Nos meses mais frios, quando as pessoas costumam ligar o forno com mais frequência, as pesquisas no Google sobre “bolo não cresce” e “bolo solado” sobem mais de 30%, segundo o Google Trends 2025. A procura reflete um problema recorrente: bolos que saem murchos, baixos ou com textura pesada. Para entender as falhas mais comuns, a reportagem ouviu o chef de gastronomia Rafael Fraga, da Prática.
Fraga explica que o crescimento da massa depende do equilíbrio entre ingredientes, temperatura e técnica. “Quando um desses fatores sai do controle, o bolo simplesmente não reage como deveria”, afirma.
1. Medidas imprecisas
Excesso de líquido ou farinha pesa a massa e impede o desenvolvimento do miolo. Use balança ou colheres medidoras e peneire a farinha para incorporar ar.
2. Fermento fora do ponto
Produto vencido, quantidade insuficiente ou exagerada afeta a expansão dos gases. Verifique a data de validade, empregue a dose indicada e faça o teste: misture uma pitada em água morna; se não borbulhar, descarte.
3. Batida inadequada
Mexer demais após adicionar a farinha desenvolve glúten em excesso e deixa o bolo duro; misturar pouco deixa aeração insuficiente. Bata bem manteiga, açúcar ou claras, mas incorpore a farinha delicadamente.
4. Ingredientes gelados
Leite, ovos ou manteiga direto da geladeira não emulsificam corretamente e comprometem a estrutura.
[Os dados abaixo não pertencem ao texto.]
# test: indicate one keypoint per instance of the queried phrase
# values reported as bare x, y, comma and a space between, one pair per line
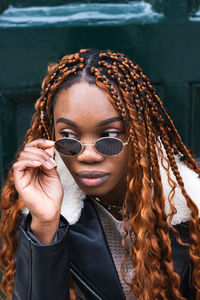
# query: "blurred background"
163, 36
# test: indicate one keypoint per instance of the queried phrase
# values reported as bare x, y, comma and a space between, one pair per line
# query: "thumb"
51, 151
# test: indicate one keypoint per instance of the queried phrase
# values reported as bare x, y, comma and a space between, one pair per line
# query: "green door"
163, 36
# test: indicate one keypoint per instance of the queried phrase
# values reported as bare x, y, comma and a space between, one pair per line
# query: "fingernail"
48, 142
53, 161
49, 164
36, 162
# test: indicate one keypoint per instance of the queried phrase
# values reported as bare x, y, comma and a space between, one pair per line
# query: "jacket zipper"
85, 284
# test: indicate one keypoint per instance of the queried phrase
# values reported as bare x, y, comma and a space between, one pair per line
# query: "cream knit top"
114, 232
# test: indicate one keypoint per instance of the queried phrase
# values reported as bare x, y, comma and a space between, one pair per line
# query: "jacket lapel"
91, 259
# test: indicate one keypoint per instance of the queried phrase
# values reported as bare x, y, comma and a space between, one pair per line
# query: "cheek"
120, 164
69, 162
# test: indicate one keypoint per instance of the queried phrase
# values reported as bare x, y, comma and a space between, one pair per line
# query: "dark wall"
163, 38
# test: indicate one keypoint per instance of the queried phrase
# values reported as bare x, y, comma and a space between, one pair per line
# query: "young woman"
126, 226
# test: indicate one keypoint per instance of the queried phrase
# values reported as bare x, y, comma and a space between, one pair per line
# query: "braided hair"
151, 130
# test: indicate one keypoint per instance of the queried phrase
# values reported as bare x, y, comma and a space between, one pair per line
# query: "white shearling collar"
73, 200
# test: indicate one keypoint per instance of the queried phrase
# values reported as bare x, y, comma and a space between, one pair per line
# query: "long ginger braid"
150, 130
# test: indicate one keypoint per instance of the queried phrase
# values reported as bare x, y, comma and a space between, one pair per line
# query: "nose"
89, 154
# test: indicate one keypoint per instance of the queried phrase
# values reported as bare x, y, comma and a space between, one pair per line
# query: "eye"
112, 133
68, 134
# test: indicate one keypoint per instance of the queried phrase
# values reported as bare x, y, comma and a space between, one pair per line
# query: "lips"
92, 178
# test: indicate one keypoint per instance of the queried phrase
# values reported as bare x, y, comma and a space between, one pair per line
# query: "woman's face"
84, 112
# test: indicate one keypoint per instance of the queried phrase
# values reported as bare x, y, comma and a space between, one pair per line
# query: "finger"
20, 167
41, 143
35, 154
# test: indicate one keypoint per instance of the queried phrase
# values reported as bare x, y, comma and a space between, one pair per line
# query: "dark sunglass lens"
109, 146
68, 147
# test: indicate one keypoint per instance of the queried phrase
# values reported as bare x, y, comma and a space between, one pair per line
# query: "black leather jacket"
82, 254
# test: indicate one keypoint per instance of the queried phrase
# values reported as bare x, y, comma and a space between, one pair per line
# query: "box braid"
122, 83
150, 129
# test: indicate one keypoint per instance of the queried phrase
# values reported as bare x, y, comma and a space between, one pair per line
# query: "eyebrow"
100, 124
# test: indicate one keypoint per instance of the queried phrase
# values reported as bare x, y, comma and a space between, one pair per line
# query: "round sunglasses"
106, 146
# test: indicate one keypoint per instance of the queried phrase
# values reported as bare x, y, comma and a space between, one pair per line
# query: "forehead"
83, 100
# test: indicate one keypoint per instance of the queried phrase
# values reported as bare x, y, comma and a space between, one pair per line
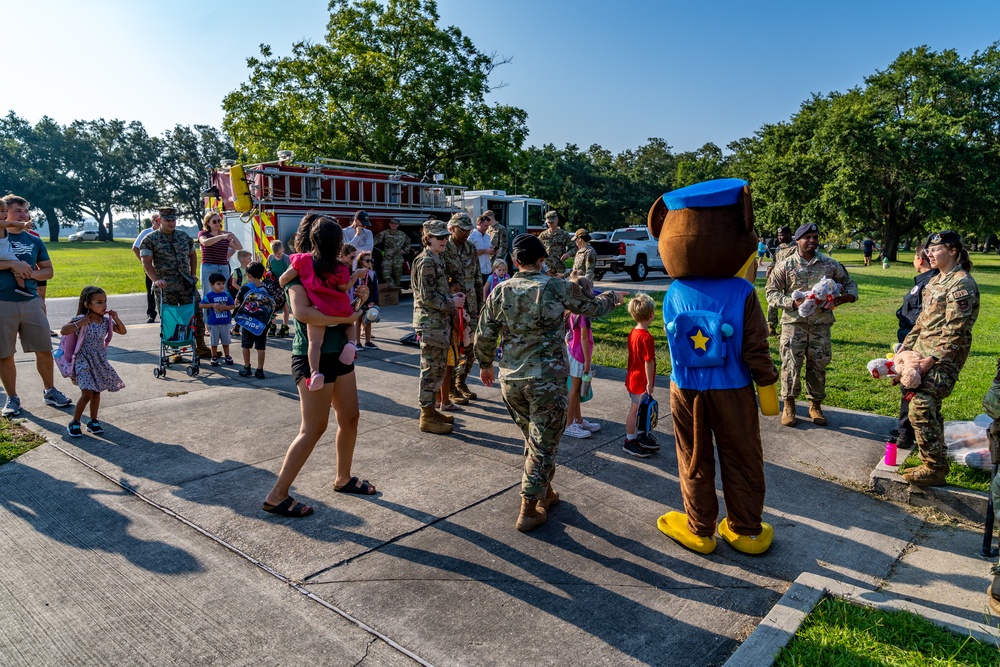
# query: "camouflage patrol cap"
436, 228
462, 221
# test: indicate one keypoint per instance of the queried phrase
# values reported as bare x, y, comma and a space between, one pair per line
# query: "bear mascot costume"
718, 349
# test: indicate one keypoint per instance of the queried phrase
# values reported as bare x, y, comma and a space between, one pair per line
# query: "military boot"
532, 515
429, 422
788, 414
925, 476
816, 413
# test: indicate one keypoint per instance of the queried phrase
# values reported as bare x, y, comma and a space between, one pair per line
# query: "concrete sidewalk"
148, 544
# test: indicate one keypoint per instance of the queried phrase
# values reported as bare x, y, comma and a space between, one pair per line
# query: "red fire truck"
263, 202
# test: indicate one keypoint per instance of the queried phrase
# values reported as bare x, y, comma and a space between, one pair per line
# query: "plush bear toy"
718, 350
820, 296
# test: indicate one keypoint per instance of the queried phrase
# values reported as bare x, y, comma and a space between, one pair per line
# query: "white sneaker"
574, 430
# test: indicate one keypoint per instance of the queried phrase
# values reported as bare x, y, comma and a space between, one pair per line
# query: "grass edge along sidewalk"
774, 639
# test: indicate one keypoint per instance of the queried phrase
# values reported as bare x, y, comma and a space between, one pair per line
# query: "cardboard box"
388, 297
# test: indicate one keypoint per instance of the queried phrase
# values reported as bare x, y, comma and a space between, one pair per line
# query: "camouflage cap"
462, 221
436, 228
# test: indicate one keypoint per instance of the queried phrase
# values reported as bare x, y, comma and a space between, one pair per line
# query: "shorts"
24, 319
248, 340
329, 365
219, 334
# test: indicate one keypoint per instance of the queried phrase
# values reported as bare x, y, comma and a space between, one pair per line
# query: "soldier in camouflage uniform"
394, 245
557, 242
806, 340
170, 262
528, 311
784, 249
943, 336
461, 261
433, 309
585, 259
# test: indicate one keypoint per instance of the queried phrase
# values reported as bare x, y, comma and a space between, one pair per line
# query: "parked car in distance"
630, 249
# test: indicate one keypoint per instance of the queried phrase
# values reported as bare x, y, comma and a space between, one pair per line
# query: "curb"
783, 621
962, 503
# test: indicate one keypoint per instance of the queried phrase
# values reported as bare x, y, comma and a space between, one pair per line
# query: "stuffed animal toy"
820, 296
718, 350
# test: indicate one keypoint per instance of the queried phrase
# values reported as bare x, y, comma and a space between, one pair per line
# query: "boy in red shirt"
641, 376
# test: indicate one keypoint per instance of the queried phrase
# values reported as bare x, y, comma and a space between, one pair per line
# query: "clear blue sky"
586, 71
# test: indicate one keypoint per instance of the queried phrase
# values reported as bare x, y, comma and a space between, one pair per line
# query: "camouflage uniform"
462, 264
394, 243
781, 252
171, 255
557, 243
528, 311
805, 340
432, 314
584, 262
943, 331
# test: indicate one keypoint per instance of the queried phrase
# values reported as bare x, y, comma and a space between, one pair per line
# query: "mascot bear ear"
657, 214
747, 209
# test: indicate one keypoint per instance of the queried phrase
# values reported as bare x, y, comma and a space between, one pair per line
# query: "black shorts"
248, 340
329, 366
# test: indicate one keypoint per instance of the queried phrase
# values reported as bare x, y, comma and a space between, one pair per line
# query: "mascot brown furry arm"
718, 350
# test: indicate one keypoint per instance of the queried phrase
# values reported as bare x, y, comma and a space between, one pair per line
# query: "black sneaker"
635, 448
648, 442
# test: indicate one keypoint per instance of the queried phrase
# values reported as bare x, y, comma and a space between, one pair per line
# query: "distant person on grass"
24, 317
340, 389
150, 297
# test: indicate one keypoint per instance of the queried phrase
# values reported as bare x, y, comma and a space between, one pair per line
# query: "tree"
112, 163
388, 85
185, 154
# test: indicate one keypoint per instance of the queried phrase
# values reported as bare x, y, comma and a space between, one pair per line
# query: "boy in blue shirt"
218, 306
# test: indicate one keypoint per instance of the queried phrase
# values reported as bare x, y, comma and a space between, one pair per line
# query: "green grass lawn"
841, 634
15, 440
864, 330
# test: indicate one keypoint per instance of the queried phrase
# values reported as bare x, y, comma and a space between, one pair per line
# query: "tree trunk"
53, 222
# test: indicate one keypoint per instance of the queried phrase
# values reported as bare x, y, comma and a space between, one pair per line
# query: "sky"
586, 71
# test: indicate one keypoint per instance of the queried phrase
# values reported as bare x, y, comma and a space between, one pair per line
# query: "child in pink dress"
327, 283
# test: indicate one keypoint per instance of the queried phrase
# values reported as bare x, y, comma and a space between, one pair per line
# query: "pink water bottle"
890, 453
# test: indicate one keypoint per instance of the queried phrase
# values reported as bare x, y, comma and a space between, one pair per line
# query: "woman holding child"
339, 387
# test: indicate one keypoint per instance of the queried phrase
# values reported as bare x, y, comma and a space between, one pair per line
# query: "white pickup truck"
630, 249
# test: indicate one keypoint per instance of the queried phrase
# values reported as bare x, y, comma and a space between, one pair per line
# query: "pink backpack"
70, 344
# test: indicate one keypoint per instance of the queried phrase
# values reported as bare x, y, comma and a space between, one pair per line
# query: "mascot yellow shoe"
748, 544
674, 526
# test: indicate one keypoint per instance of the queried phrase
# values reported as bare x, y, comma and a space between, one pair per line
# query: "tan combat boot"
532, 515
816, 413
788, 414
925, 476
550, 500
429, 422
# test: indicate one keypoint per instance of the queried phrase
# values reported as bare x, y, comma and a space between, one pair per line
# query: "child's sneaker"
634, 448
648, 442
574, 430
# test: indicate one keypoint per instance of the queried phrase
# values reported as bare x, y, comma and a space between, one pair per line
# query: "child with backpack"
84, 355
641, 377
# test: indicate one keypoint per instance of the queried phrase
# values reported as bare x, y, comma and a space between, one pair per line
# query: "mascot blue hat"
720, 192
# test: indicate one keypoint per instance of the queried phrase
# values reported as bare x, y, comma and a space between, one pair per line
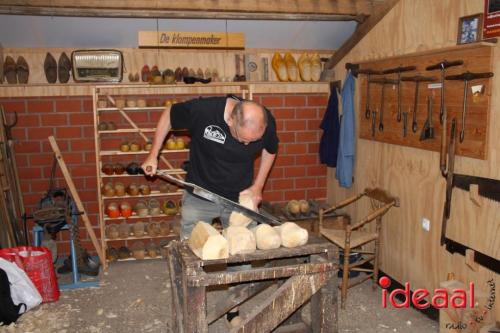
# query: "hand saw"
226, 203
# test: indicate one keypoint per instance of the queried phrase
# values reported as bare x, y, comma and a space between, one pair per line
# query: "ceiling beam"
158, 13
361, 31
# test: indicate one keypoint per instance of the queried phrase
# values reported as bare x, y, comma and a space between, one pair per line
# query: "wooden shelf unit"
108, 156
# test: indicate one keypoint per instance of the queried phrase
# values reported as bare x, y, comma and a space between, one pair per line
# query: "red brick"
35, 106
28, 120
295, 148
69, 105
284, 113
68, 132
305, 183
271, 101
317, 100
54, 120
28, 147
40, 133
295, 125
295, 172
306, 113
307, 136
286, 137
295, 100
77, 119
295, 195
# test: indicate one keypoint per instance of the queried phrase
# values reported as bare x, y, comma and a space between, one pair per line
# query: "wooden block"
207, 243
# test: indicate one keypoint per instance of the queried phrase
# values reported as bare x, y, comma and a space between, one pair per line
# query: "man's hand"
150, 165
255, 193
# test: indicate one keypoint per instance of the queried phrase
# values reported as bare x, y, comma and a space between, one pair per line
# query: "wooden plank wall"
409, 252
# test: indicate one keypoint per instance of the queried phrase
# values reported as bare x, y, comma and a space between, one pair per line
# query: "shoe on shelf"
22, 70
63, 68
50, 68
9, 70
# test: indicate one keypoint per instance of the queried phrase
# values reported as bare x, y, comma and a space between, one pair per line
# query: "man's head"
248, 121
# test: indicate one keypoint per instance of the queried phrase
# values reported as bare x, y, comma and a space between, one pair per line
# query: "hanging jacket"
330, 125
347, 139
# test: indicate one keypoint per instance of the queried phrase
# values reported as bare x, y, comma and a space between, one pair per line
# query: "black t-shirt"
219, 162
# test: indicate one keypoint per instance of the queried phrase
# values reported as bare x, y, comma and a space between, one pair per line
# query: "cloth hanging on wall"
347, 139
329, 144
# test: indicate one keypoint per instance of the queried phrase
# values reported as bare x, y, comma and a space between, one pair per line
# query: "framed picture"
470, 29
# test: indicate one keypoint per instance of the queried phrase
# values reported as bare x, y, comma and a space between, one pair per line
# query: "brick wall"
296, 174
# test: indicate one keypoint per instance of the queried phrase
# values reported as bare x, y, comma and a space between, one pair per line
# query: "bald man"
227, 135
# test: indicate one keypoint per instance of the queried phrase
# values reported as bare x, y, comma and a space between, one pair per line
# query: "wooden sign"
192, 40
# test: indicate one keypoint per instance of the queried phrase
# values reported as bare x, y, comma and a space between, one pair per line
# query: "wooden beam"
361, 31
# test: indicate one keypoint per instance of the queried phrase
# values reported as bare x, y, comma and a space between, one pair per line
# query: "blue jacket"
347, 140
329, 144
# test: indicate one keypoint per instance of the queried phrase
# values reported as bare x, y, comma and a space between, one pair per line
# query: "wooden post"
76, 197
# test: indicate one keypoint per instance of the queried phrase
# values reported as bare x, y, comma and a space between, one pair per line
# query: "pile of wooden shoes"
308, 68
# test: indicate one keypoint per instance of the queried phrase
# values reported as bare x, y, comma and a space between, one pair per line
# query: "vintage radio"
97, 65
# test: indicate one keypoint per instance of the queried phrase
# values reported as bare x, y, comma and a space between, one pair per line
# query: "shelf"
153, 194
134, 216
141, 152
170, 235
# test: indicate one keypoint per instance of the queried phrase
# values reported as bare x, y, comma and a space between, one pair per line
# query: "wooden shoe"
22, 70
279, 67
63, 68
315, 67
291, 67
50, 68
305, 67
9, 70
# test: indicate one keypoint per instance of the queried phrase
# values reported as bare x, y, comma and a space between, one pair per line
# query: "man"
227, 134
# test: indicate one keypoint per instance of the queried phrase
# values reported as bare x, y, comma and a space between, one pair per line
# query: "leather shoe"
50, 68
63, 68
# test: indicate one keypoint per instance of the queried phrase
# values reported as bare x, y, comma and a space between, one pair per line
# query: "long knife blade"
215, 198
487, 188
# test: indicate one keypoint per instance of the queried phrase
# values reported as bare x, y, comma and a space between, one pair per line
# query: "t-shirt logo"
214, 133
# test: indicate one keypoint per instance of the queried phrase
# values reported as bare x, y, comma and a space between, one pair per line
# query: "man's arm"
266, 162
162, 128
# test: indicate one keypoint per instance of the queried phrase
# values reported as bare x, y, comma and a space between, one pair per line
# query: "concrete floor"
135, 297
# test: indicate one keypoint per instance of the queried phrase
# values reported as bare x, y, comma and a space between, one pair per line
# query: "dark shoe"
22, 70
50, 68
63, 68
9, 70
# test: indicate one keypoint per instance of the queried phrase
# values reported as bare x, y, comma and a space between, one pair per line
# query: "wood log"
240, 239
207, 243
266, 237
292, 235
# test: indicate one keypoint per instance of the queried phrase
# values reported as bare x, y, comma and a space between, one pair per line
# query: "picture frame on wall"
470, 29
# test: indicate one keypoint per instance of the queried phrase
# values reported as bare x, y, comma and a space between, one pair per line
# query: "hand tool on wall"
399, 70
369, 72
466, 77
417, 79
383, 81
428, 129
442, 67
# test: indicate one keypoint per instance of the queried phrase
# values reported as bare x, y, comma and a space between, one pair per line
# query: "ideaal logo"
458, 299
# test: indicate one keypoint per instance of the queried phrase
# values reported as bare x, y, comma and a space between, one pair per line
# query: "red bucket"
37, 263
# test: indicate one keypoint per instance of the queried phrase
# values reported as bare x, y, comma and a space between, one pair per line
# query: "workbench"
300, 274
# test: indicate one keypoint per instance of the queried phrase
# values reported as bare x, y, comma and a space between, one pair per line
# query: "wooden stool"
352, 236
315, 280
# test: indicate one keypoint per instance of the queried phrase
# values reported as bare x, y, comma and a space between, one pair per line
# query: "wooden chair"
352, 236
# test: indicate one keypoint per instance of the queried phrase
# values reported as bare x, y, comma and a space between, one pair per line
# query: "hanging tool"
374, 120
369, 72
466, 77
417, 79
428, 129
442, 66
383, 81
405, 123
399, 70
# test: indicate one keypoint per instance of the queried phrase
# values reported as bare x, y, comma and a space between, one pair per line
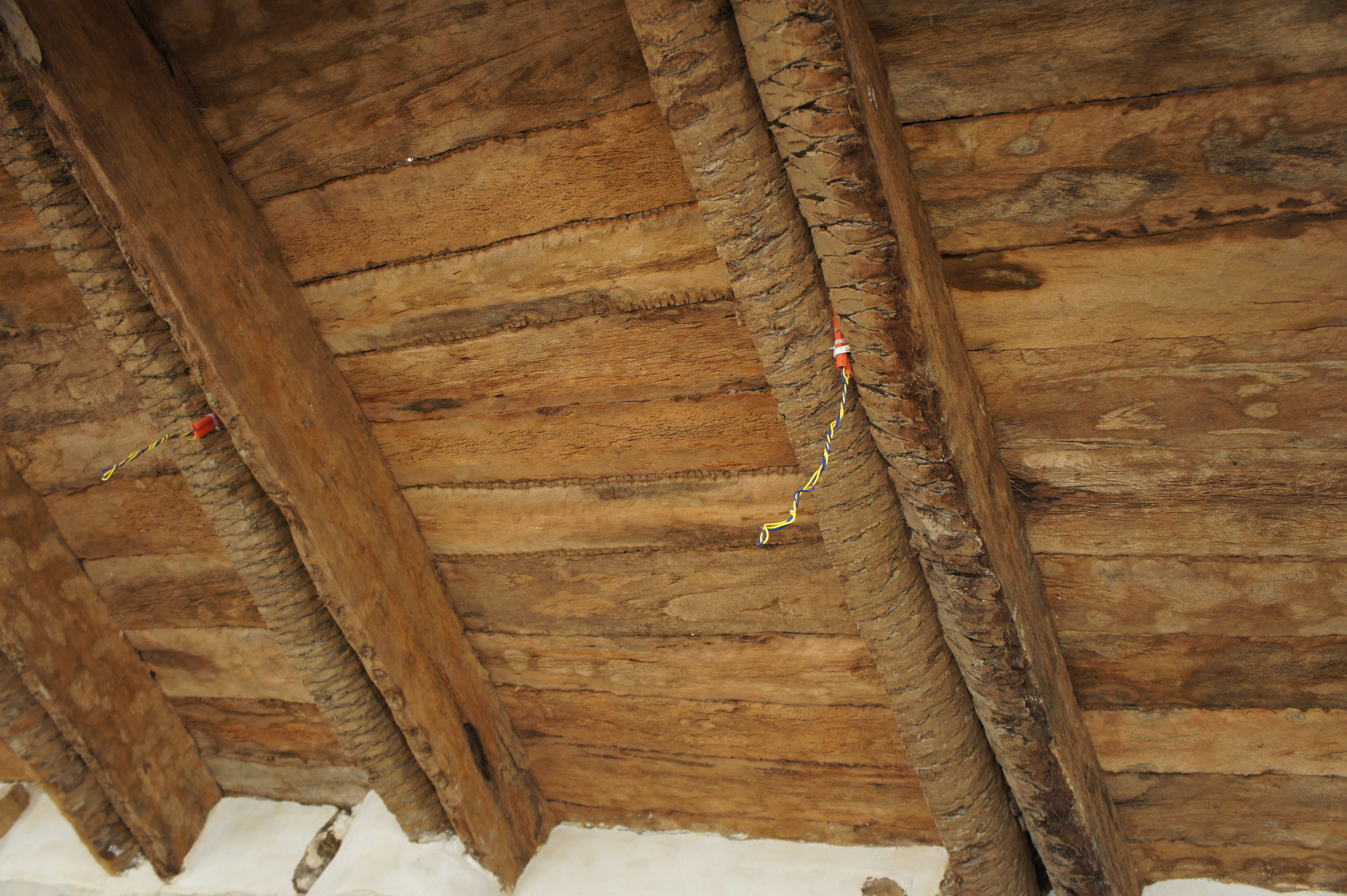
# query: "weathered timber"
642, 356
254, 533
1264, 276
219, 662
776, 669
320, 785
946, 61
174, 591
615, 165
739, 591
1156, 672
732, 730
1240, 391
259, 731
733, 789
35, 741
295, 101
73, 659
650, 260
826, 97
628, 513
1133, 167
351, 527
1224, 742
1230, 597
697, 69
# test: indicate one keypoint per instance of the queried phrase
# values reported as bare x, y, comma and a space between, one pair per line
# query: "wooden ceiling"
487, 214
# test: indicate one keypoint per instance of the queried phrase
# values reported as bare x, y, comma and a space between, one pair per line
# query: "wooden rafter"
158, 182
828, 99
701, 83
75, 661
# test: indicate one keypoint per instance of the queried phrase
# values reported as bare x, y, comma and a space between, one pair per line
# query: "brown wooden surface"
271, 392
1016, 54
72, 654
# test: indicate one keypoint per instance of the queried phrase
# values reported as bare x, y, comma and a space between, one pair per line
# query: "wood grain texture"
1222, 742
649, 260
1022, 54
270, 391
219, 662
704, 510
1233, 597
739, 591
608, 166
174, 591
1133, 167
1273, 275
72, 656
1158, 672
1250, 391
294, 101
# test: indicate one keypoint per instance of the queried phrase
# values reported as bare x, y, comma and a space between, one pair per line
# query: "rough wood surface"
1198, 595
701, 81
650, 260
949, 61
1273, 275
1225, 742
295, 100
40, 746
739, 591
72, 656
1133, 167
615, 165
826, 97
1156, 672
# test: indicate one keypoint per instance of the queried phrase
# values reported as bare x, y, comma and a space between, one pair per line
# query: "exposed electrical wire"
842, 356
204, 427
Retire tudo com antecedência para atingir temperatura ambiente.
5. Forno na temperatura errada
Calor baixo atrapalha a expansão; temperatura alta queima a crosta e mantém o interior cru. Pré-aqueça entre 170 °C e 180 °C e evite abrir a porta nos primeiros 15 a 20 minutos.
6. Forma desproporcional
Uma assadeira grande espalha a massa, reduzindo a força de subida. Escolha o tamanho mencionado na receita.
7. Retirada antecipada
Desenformar imediatamente ou interromper o cozimento antes do ponto faz o centro afundar. Faça o teste do palito: ele deve sair seco. Deixe o bolo descansar de 10 a 15 minutos antes de soltar da forma.
Para o chef, compreender o comportamento da massa evita desperdícios e garante resultados consistentes. “Controlando temperatura, proporções e manipulação, o bolo reage exatamente como se espera”, conclui Fraga.